UNITED STATES DISTRICT COURT CENTRAL DISTRICT OF CALIFORNIA CIVIL MINUTES—GENERAL

Case No. EDCV 21-1140 JBG (KK) Date October 21, 2021 Title Liliana Gonzalez v. Costco Wholesale Corporation, et al.

Present: The Honorable JESUS G. BERNAL, UNITED STATES DISTRICT JUDGE

MAYNOR GALVEZ Not Reported Deputy Clerk Court Reporter

Attorney(s) Present for Plaintiff(s): Attorney(s) Present for Defendant(s): None Present None Present

Proceedings: Order DENYING Plaintiff’s Motion to Remand (Dkt. No. 13) (IN CHAMBERS)

Before the Court is a Motion to Remand filed by Plaintiff Liliana Gonzalez. (“Motion,” Dkt. No. 13.) The Court finds this matter appropriate for resolution without a hearing. See Fed. R. Civ. P. 78; L.R. 7-15. After considering the papers filed in support of and in opposition to the matter, the Court DENIES Plaintiff’s Motion. The hearing on October 25, 2021 is VACATED.

I. BACKGROUND

On August 26, 2020, Plaintiff Liliana Gonzalez filed a complaint in Riverside County Superior Court against Defendants Costco Wholesale Corporation and Does 1-20. (“Complaint,” Dkt. No. 1-1.) Ms. Gonzalez’s Complaint alleges negligence/premise liability. (See id.). On July 8, 2021, Costco removed the action. (“Removal,” Dkt. No. 1.) On August 9, 2021, Ms. Gonzalez filed the Motion. (Motion.) Costco opposed the Motion on August 23, 2021. (“Opposition,” Dkt. No. 14.) Ms. Gonzalez replied on August 30, 2021 (“Reply,” Dkt. No. 16.).

II. LEGAL STANDARD

Federal courts have limited jurisdiction, “possessing only that power authorized by Constitution and statute.” Gunn v. Minton, 568 U.S. 251, 256 (2013). As such, federal courts only have original jurisdiction over civil actions in which a federal question exists or in which there is complete diversity of citizenship between the parties and the amount in controversy exceeds $75,000. See 28 U.S.C. §§ 1331, 1332. “Complete diversity” means that “each defendant must be a citizen of a different state from each plaintiff.” In re Digimarc Corp. Derivative Litigation, 549 F.3d 1223, 1234 (9th Cir. 2008).
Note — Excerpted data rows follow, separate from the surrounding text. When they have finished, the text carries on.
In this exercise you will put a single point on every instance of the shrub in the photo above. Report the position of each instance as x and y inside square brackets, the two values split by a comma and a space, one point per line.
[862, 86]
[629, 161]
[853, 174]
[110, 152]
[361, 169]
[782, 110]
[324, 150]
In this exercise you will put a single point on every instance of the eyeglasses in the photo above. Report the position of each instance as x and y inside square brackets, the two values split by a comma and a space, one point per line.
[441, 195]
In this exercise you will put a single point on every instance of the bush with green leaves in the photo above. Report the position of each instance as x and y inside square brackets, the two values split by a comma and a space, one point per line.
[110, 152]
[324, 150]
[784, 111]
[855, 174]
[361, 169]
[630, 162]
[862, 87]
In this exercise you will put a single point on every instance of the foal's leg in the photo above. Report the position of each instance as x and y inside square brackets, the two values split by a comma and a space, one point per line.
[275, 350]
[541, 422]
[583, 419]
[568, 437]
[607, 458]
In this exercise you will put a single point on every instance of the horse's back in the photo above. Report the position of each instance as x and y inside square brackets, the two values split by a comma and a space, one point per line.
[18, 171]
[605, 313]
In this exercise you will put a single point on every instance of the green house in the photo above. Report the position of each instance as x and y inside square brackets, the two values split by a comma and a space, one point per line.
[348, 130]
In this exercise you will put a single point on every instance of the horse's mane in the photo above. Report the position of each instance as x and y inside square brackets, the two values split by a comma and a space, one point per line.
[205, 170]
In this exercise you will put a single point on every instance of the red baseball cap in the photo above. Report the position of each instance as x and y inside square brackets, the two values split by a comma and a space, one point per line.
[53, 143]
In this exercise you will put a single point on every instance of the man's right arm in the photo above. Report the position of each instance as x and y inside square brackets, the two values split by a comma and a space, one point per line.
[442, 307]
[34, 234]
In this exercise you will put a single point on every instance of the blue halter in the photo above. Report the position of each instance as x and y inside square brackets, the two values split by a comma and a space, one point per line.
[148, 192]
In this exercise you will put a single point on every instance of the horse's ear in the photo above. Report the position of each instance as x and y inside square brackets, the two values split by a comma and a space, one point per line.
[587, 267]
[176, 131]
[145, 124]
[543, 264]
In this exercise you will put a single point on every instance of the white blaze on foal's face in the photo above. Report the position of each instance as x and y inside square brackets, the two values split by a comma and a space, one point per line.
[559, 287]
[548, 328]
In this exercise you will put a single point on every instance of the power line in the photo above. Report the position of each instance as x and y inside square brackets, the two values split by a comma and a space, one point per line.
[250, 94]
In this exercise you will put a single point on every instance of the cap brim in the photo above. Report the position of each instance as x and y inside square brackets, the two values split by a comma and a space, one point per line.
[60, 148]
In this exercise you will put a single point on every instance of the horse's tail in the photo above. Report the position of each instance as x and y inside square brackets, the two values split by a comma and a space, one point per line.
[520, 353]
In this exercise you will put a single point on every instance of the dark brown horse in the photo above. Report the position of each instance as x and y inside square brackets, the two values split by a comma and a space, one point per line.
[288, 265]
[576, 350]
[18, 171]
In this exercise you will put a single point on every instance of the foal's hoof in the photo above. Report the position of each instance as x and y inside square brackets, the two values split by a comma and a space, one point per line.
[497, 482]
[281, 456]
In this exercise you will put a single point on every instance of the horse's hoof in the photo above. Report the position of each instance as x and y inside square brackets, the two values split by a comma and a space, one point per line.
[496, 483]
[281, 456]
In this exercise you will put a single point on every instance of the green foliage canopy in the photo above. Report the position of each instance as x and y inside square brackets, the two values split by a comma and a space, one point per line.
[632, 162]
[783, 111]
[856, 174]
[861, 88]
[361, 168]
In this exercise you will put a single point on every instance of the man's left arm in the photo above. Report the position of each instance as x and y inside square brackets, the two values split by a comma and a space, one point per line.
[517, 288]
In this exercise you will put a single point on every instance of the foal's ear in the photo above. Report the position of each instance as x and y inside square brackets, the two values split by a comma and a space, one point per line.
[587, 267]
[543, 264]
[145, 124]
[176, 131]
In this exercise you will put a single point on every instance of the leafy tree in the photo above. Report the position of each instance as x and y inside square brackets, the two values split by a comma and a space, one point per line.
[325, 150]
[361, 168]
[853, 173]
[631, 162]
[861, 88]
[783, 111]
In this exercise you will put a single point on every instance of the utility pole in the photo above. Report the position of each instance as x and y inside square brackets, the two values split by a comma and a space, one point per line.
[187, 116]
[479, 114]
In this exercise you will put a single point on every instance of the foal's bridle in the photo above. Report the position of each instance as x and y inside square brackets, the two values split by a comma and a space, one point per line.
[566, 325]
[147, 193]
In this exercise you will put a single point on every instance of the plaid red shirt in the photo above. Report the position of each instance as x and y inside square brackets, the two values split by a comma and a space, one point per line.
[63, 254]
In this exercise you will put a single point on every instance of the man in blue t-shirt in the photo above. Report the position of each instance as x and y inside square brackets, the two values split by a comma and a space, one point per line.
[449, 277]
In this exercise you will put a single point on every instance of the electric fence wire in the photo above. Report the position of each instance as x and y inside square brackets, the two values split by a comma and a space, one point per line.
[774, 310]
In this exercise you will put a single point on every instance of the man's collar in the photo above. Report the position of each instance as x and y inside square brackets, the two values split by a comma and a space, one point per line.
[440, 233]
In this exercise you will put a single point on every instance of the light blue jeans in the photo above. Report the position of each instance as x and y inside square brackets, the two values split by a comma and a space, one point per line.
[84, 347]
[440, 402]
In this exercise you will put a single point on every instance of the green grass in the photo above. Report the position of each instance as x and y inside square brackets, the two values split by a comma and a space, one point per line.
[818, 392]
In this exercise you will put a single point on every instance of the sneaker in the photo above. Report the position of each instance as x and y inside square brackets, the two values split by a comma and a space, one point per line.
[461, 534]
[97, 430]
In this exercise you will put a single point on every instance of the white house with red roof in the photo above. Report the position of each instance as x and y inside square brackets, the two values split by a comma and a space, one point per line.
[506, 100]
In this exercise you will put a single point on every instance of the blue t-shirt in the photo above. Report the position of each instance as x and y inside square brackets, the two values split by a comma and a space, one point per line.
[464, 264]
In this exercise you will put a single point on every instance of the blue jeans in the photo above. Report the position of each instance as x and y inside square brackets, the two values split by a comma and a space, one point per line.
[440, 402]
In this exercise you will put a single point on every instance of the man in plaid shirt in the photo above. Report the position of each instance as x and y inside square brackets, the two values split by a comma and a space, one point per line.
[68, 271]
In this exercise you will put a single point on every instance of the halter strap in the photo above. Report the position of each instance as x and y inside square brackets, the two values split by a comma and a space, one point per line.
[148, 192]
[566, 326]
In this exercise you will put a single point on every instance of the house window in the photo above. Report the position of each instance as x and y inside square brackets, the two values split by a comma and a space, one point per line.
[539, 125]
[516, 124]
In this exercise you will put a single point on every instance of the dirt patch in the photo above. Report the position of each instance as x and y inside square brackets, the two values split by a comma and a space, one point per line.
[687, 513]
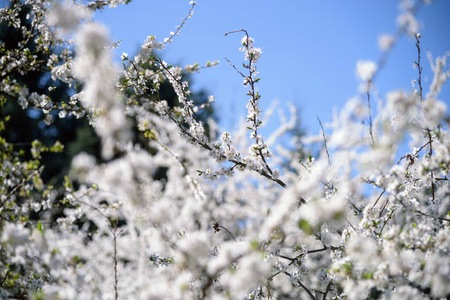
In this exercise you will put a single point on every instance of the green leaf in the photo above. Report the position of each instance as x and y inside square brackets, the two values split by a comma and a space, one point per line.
[305, 226]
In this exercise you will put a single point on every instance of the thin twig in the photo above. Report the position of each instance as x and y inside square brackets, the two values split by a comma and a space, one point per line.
[370, 113]
[116, 280]
[325, 141]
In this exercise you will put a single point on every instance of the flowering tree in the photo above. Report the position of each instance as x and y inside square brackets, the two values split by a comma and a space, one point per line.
[231, 220]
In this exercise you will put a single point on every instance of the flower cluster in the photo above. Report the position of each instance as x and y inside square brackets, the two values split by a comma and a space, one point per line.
[364, 218]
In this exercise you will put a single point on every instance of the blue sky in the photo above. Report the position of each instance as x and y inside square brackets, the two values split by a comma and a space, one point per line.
[310, 48]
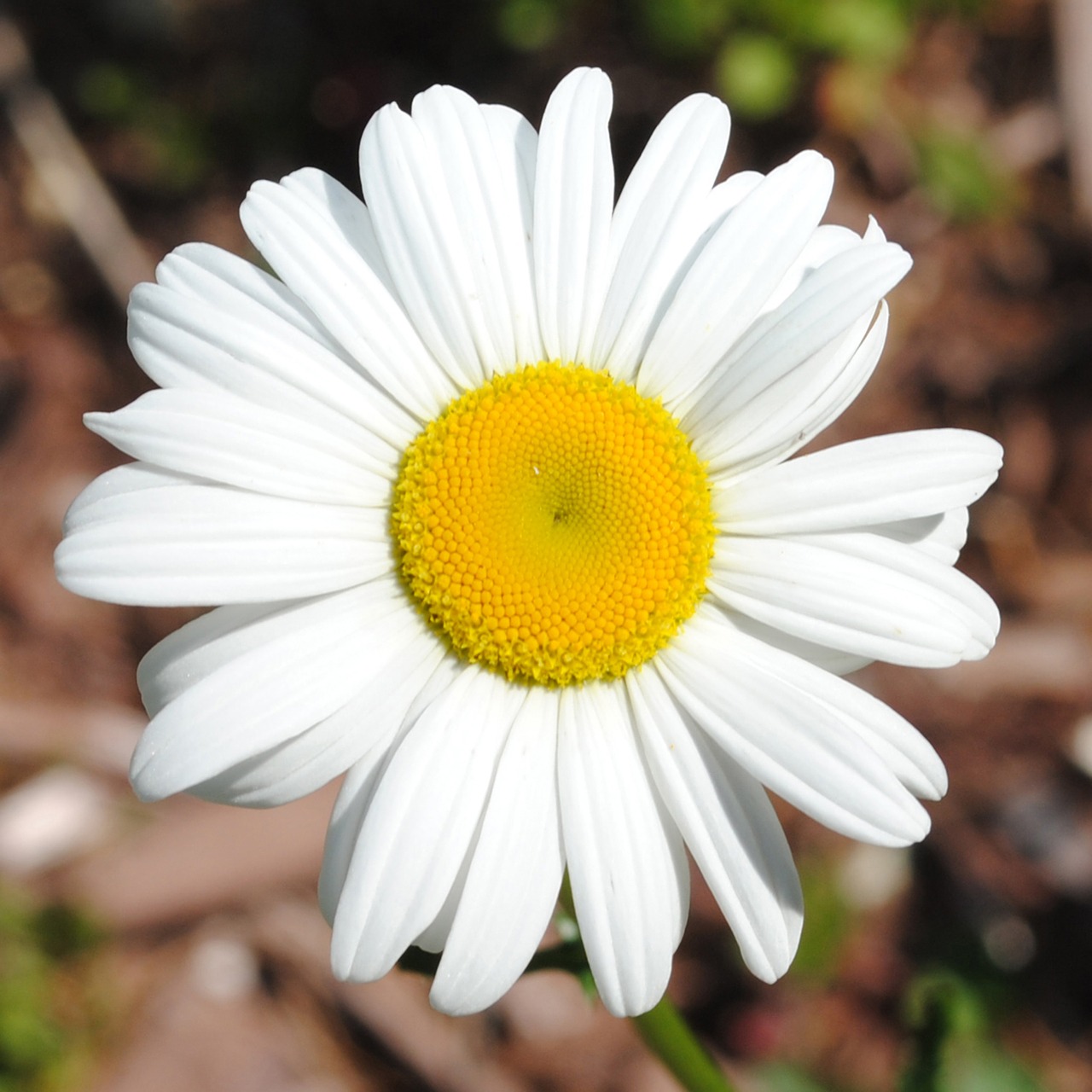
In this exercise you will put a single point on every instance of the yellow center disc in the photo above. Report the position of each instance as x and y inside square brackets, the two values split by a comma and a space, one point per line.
[555, 526]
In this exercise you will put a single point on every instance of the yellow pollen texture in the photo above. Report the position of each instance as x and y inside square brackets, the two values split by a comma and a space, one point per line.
[555, 526]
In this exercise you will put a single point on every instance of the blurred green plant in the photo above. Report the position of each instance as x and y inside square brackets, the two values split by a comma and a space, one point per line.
[828, 923]
[763, 55]
[168, 143]
[959, 176]
[954, 1045]
[45, 1025]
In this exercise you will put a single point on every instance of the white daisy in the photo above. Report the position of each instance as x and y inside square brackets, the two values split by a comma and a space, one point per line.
[491, 487]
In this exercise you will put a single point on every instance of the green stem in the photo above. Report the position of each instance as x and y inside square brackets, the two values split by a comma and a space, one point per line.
[671, 1040]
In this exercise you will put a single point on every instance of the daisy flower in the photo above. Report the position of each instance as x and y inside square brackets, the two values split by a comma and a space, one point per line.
[491, 488]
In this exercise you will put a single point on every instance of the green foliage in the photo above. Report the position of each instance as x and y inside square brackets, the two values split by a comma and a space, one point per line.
[168, 140]
[827, 924]
[529, 24]
[780, 1077]
[39, 1045]
[958, 175]
[954, 1049]
[685, 27]
[757, 73]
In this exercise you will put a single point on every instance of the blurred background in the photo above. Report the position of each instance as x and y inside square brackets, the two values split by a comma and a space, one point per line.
[178, 948]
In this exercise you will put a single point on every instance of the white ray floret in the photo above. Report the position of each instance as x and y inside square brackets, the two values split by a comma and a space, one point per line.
[271, 462]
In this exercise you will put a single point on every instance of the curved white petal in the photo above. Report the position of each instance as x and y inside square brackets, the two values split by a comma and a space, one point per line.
[654, 225]
[515, 869]
[822, 655]
[420, 822]
[217, 323]
[864, 594]
[447, 206]
[770, 712]
[207, 274]
[939, 537]
[828, 305]
[734, 276]
[330, 273]
[340, 205]
[729, 827]
[183, 544]
[229, 440]
[573, 199]
[359, 787]
[515, 147]
[389, 681]
[788, 413]
[630, 882]
[880, 479]
[303, 663]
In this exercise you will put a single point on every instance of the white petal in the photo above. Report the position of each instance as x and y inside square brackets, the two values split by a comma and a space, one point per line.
[653, 227]
[420, 822]
[198, 331]
[389, 681]
[771, 714]
[826, 241]
[880, 479]
[303, 662]
[311, 253]
[354, 219]
[828, 305]
[822, 655]
[729, 827]
[206, 273]
[862, 593]
[939, 537]
[359, 787]
[450, 222]
[630, 884]
[573, 198]
[795, 409]
[515, 144]
[515, 870]
[734, 276]
[221, 437]
[195, 545]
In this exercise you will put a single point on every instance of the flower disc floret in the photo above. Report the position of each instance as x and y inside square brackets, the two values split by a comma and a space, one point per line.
[555, 526]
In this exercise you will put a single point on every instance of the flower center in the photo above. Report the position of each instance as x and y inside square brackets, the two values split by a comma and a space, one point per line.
[554, 525]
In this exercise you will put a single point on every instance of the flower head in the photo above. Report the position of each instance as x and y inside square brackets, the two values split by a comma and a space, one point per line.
[491, 487]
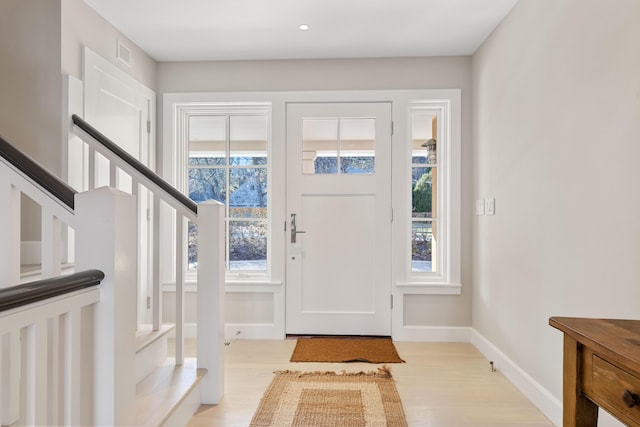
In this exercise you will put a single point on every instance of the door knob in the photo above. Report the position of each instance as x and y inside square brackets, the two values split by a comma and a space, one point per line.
[294, 229]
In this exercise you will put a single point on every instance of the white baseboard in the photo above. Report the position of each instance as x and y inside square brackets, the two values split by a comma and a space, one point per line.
[550, 406]
[432, 334]
[30, 252]
[252, 331]
[246, 331]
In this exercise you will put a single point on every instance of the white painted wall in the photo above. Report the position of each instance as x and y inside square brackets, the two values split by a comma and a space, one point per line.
[557, 143]
[82, 26]
[352, 74]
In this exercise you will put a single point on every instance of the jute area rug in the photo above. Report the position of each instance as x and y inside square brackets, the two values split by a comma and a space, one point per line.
[327, 399]
[340, 350]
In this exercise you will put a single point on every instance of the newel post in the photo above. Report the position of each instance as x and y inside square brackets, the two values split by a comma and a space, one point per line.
[211, 284]
[105, 234]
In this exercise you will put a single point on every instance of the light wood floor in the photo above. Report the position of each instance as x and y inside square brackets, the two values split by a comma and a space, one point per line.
[441, 385]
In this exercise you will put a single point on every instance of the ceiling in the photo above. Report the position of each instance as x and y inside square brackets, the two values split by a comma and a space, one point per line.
[207, 30]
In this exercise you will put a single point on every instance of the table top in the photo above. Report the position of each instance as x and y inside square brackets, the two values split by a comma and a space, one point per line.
[616, 339]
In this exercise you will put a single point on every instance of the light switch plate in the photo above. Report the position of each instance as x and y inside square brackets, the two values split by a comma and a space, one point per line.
[490, 206]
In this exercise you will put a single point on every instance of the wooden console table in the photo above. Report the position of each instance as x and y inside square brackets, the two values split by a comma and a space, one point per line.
[601, 368]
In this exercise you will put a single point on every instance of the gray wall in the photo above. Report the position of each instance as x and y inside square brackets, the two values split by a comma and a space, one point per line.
[30, 81]
[353, 74]
[557, 143]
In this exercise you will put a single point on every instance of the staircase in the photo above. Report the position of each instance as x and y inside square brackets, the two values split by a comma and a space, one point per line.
[134, 378]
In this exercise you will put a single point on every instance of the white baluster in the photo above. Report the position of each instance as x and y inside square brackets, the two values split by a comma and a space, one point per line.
[211, 233]
[10, 243]
[105, 220]
[181, 244]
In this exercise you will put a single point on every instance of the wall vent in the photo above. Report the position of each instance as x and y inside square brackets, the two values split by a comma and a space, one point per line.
[123, 53]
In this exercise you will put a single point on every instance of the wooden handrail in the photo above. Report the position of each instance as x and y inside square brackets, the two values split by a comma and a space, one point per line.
[38, 174]
[21, 295]
[136, 164]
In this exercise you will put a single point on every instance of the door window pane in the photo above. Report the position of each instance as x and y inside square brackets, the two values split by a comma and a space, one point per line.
[228, 163]
[247, 245]
[320, 146]
[422, 246]
[357, 145]
[207, 184]
[248, 192]
[208, 139]
[342, 145]
[424, 175]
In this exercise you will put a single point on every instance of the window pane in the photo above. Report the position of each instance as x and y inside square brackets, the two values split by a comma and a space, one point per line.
[319, 145]
[248, 140]
[247, 245]
[207, 161]
[357, 165]
[192, 247]
[208, 138]
[207, 184]
[422, 246]
[247, 192]
[357, 145]
[422, 193]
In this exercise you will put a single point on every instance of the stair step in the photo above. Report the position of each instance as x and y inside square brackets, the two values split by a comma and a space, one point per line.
[168, 393]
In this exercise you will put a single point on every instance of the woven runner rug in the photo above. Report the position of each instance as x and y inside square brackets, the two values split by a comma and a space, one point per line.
[340, 350]
[327, 399]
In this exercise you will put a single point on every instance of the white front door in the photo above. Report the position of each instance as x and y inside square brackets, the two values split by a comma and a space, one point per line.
[339, 218]
[123, 109]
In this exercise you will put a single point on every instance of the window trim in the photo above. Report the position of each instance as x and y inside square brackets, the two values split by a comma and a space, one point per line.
[446, 279]
[183, 112]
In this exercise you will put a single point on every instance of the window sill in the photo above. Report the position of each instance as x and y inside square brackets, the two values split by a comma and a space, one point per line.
[234, 285]
[421, 288]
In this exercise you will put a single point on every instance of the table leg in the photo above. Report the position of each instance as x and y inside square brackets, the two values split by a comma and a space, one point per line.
[578, 411]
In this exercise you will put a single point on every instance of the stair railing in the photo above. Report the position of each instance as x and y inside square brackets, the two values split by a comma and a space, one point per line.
[66, 358]
[209, 219]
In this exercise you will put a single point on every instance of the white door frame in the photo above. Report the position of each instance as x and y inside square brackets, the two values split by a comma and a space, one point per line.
[337, 285]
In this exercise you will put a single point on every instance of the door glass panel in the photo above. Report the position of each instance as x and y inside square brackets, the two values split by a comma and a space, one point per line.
[357, 145]
[422, 246]
[207, 184]
[247, 245]
[342, 145]
[320, 146]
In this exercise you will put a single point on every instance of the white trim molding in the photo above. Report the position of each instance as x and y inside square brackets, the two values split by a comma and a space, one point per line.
[550, 406]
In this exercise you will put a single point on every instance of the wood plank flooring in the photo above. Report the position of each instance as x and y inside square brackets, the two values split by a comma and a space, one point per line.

To remove a state action to federal court, the defendant must file a notice of removal with both the state court where the case was filed and the federal court to which it will be transferred. 28 U.S.C. § 1441. The notice of removal must be filed within 30 days of the first removable document, and the case must be removed to the federal district court that encompasses the state court where the action was initiated. Id. If the case stated by the initial pleading is not removable, then a notice of removal may be filed within 30 days after the case becomes removable. 28 U.S.C. § 1446(b)(3). This 30–day limit begins to run when the defendant receives “an amended pleading, motion, order or other paper from which it may first be ascertained that the case is one which is or has become removable.” Id.

The party seeking removal has the burden of establishing federal jurisdiction. Emrich v. Touche Ross & Co., 846 F.2d 1190, 1195 (9th Cir. 1988). “Where it is not facially evident from the complaint that more than $75,000 is in controversy, the removing party must prove, by a preponderance of the evidence, that the amount in controversy meets the jurisdictional threshold.” Matheson v. Progressive Specialty Ins. Co., 319 F.3d 1089, 1090 (9th Cir. 2003). Moreover, the Ninth Circuit “strictly construe[s] the removal statute against removal jurisdiction,” and “[f]ederal jurisdiction must be rejected if there is any doubt as to the right of removal in the first instance.” Gaus v. Miles, Inc., 980 F.2d 564, 566 (9th Cir. 1992); see also Jackson v. Specialized Loan Servicing, LLC, 2014 WL 5514142, at *6 (C.D. Cal. Oct. 31, 2014). Indeed, doubts as to removability must be resolved in favor of remanding the case to state court. Id., at *6.

III. DISCUSSION

A. Local Rule 7-3

Costco contends that the Court should deny the Motion based on Ms. Gonzalez’s alleged failure to comply with this Court’s Local Rule 7-3. (Opposition at 8-9.)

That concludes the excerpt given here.